Substituting $$(8a, 8a-1) = (4, 3)$$ into this gives $$3t = 4 + \dfrac{t^2}{2}$$, so $$t^2 - 6t + 8 = 0 \implies t = 2 \text{ or } t = 4$$.

Next, to determine which tangent does not pass through $$(-1/a, 0) = (-2, 0)$$, set $$y = 0$$ in $$yt = x + \dfrac{t^2}{2}$$, giving $$x = -\dfrac{t^2}{2}$$. For $$t = 2$$, $$x = -2$$ so the tangent passes through $$(-2, 0)$$ and is rejected, while for $$t = 4$$, $$x = -8 \neq -2$$. Thus $$P = (8, 4)$$.
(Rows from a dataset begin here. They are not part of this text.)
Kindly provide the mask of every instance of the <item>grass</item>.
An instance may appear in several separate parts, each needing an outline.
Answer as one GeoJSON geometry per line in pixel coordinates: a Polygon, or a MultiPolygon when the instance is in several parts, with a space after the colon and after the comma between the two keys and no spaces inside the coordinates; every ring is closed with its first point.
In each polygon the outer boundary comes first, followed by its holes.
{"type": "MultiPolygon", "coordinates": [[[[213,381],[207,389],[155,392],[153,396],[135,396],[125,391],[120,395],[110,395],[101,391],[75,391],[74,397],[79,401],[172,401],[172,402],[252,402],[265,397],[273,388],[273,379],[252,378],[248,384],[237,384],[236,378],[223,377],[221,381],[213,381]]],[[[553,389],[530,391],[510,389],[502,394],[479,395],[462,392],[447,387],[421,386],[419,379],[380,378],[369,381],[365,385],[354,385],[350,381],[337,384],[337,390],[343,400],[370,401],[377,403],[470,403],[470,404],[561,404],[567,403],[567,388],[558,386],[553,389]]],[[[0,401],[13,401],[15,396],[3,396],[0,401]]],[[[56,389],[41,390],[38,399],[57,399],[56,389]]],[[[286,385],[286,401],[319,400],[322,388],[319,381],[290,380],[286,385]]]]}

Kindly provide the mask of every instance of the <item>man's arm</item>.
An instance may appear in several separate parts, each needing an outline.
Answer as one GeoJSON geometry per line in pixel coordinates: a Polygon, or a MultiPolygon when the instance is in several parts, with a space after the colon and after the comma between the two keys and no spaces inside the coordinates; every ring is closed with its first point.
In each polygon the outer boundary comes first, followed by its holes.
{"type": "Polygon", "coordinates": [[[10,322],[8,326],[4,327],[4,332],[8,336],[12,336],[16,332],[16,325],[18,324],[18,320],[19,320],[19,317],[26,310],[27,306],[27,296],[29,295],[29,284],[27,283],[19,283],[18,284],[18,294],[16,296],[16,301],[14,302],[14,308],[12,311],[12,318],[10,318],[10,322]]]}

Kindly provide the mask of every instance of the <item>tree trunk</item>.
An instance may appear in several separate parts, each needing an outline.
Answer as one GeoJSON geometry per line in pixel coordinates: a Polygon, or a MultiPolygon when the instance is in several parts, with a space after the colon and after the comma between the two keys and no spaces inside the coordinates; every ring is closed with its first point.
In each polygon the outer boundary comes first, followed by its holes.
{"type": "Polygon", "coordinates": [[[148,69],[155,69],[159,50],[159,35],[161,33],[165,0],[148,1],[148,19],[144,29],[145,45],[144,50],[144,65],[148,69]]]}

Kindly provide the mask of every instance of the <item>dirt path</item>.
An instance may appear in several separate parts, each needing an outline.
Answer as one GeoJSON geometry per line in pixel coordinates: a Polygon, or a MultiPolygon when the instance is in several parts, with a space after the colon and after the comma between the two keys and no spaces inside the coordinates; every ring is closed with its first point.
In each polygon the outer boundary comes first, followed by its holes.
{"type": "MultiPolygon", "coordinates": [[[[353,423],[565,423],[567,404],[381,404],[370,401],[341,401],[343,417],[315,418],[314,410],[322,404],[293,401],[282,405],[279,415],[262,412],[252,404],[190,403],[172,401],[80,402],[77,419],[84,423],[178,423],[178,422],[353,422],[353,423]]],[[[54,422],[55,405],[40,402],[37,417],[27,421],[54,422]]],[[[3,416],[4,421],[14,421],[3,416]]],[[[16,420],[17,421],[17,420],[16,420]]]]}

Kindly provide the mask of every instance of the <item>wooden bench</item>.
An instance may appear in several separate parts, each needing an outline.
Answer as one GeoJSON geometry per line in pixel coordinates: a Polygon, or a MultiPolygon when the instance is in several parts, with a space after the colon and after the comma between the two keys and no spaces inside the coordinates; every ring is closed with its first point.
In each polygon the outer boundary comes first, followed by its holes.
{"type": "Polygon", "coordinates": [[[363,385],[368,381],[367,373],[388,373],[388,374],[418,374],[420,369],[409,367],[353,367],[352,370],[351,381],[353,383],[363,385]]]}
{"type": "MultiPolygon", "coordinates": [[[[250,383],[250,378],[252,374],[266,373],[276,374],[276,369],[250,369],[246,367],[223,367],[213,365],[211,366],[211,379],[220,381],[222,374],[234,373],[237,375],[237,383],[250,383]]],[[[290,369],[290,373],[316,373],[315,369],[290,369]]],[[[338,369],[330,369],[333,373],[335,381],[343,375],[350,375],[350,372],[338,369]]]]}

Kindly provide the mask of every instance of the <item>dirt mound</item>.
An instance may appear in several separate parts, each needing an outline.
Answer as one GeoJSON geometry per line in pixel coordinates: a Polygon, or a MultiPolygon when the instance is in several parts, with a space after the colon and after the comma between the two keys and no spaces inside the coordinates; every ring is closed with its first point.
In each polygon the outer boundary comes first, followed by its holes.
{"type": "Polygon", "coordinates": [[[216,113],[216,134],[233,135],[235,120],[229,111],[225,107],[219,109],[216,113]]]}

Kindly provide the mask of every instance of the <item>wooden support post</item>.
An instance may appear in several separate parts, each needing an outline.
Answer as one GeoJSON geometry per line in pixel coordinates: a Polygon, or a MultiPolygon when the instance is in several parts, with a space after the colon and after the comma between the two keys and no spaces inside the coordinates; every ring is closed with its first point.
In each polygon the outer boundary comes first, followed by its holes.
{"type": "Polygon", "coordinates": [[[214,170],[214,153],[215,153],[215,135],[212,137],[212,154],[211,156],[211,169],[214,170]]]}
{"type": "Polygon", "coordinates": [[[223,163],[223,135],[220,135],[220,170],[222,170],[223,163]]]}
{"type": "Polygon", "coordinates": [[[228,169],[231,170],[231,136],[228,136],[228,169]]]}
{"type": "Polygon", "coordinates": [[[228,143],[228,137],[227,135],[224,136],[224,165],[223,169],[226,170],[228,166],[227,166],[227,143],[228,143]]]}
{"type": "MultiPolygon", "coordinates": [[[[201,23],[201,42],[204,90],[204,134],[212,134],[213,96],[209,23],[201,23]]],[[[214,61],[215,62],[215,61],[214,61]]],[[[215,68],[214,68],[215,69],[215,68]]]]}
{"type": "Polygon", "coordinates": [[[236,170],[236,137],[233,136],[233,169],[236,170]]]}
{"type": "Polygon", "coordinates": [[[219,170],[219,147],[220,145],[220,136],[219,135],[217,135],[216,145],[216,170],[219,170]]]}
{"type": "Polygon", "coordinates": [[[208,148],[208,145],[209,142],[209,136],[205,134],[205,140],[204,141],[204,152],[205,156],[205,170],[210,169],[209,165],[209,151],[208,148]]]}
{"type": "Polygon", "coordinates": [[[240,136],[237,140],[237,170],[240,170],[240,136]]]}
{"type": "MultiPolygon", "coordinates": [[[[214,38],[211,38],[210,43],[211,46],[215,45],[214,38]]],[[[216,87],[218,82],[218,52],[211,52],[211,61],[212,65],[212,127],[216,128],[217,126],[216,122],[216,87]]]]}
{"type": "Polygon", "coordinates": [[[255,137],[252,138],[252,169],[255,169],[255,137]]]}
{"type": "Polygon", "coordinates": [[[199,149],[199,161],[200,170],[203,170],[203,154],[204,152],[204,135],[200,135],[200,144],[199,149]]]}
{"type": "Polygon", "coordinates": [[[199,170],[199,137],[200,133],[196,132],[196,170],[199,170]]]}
The slope of the tangent at $$P$$ is $$\frac{dy}{dx} = \frac{1}{t} = \frac{1}{4}$$, so the slope of the normal is $$-4$$, and its equation is $$y - 4 = -4(x - 8)$$, which simplifies to $$y = -4x + 36 \implies 4x + y = 36$$.

Converting to intercept form gives $$\frac{x}{9} + \frac{y}{36} = 1$$, so $$\alpha = 9$$ and $$\beta = 36$$, and hence $$\alpha + \beta = 9 + 36 = 45$$.

The correct answer is $$\boxed{45}$$.